Reads: All prior handoffs in the chain directory, with focus on the dev handoff's integration_points and files_changed.

Produces: Test-to-review handoff using test-to-review.schema.json — security-specific findings with exploit scenarios and suggested fixes.

Model preference: Opus — security analysis benefits from deeper reasoning about attack vectors.

Key behaviors:

  • Checks every changed file for: input validation, injection (SQL, XSS, command), auth bypass, secrets exposure, insecure defaults
  • Checks new dependencies for known CVEs
  • Every finding includes a concrete exploit scenario, not just "this could be insecure"
  • Severity reflects actual exploitability: critical (RCE/data breach), high (auth bypass), medium (info leak), low (theoretical)
  • Does not review code style or general correctness — leaves that to the review agent

Limitations:

  • Only audits code that was changed in this pipeline run — does not perform a full codebase security audit.
  • Cannot test for runtime vulnerabilities (e.g., timing attacks, memory corruption) — analysis is static.
  • Cannot verify that external services are configured securely (e.g., CORS headers on the server).
  • Dependency vulnerability checks are limited to what the model knows about CVEs — it doesn't query a live vulnerability database.
  • Not included in the default pipeline — must be explicitly added to neuralrelay.yaml (see the enterprise-secure template).

Process Manager

Role: Orchestrates the pipeline — invokes agents in sequence, validates handoffs against schemas, tracks token usage, and manages rework loops. Not a coding agent.

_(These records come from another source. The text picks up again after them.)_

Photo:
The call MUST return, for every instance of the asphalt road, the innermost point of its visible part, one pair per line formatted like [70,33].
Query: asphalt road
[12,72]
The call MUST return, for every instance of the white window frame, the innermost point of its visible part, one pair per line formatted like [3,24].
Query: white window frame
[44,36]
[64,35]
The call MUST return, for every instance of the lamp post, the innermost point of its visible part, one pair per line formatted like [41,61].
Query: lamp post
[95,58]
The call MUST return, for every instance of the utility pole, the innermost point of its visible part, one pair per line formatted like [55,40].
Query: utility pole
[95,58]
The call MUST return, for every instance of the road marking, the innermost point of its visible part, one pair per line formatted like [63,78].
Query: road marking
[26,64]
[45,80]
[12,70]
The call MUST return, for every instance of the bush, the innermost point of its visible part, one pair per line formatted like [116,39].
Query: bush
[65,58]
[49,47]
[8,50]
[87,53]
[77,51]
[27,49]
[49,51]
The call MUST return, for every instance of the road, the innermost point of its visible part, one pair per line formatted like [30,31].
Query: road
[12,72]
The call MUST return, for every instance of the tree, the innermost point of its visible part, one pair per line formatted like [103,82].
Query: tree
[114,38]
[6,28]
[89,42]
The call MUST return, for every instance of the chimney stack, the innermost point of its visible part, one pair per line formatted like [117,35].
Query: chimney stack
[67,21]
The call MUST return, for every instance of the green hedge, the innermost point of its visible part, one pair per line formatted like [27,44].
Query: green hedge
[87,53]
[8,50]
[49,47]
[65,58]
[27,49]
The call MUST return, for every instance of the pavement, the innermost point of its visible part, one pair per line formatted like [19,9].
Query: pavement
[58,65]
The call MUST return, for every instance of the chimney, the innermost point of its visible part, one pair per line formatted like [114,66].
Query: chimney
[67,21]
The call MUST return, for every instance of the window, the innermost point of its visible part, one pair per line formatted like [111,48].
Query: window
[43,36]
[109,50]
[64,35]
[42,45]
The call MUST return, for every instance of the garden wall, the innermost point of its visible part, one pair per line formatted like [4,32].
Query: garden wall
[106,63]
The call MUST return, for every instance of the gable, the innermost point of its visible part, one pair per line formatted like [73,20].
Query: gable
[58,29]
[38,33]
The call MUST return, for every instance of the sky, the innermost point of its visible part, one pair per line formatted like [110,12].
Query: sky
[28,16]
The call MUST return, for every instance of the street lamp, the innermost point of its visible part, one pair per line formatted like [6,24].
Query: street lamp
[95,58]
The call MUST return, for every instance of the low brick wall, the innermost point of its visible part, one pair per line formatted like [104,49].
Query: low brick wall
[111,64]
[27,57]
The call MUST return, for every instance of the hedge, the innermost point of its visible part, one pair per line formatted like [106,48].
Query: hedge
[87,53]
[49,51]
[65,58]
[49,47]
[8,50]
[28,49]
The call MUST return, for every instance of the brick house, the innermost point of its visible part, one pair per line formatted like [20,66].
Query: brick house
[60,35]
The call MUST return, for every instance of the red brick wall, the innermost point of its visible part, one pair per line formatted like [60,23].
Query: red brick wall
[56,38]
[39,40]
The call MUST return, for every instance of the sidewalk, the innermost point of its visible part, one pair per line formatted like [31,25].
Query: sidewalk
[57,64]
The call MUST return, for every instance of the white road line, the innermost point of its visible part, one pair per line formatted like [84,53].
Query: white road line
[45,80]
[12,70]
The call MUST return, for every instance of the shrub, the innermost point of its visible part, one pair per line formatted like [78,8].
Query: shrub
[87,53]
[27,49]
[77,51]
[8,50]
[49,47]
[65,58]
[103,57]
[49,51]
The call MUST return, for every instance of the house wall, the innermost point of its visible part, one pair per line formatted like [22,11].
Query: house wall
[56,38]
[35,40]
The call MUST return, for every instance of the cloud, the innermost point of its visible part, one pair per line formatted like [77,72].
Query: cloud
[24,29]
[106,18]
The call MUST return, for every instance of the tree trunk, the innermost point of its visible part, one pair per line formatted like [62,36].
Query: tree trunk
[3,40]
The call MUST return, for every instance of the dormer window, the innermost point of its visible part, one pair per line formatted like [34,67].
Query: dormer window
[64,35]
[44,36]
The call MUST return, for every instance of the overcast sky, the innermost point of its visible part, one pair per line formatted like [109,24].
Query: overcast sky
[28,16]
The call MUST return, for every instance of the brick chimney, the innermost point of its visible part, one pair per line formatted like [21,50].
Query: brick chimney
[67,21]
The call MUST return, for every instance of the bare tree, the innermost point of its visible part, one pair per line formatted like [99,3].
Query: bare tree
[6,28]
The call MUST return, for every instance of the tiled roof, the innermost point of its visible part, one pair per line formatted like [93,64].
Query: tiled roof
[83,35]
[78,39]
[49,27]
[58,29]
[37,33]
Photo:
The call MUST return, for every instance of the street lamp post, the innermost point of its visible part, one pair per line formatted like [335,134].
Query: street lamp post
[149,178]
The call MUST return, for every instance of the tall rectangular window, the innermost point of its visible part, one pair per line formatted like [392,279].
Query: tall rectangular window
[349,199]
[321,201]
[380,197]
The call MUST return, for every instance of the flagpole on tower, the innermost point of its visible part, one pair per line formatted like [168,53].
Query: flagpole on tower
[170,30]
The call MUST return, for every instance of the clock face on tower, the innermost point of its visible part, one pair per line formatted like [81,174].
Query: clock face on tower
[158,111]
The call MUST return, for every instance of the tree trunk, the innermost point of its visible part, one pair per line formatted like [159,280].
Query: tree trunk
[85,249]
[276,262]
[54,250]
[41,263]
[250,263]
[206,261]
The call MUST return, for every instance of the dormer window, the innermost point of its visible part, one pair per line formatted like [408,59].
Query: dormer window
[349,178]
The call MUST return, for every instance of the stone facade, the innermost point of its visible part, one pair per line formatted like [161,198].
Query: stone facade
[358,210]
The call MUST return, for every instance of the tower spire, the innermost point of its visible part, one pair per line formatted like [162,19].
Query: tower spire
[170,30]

Note: The process manager is not a pipeline stage that produces handoffs. It is the coordinator that runs the pipeline defined in neuralrelay.yaml.

Key behaviors:

  • Reads neuralrelay.yaml and executes stages in order
  • Assigns handoff output paths to each agent (sequence-numbered by pipeline position)
  • Validates handoff JSON against schemas before allowing the next stage to proceed
  • Manages rework loops: creates rework-{N}.json files with issues from the review, re-invokes dev and test agents
  • Enforces max_rework_cycles — escalates to the user if the limit is reached
  • Tracks and reports token usage per agent per run

Limitations:

  • Cannot recover from agent crashes mid-turn — if an agent fails, partial handoffs may be incomplete.
  • Rework loops re-run the full dev-test(-review) sequence, not individual stages.
  • Does not dynamically adjust the pipeline based on results — it follows the configured sequence exactly.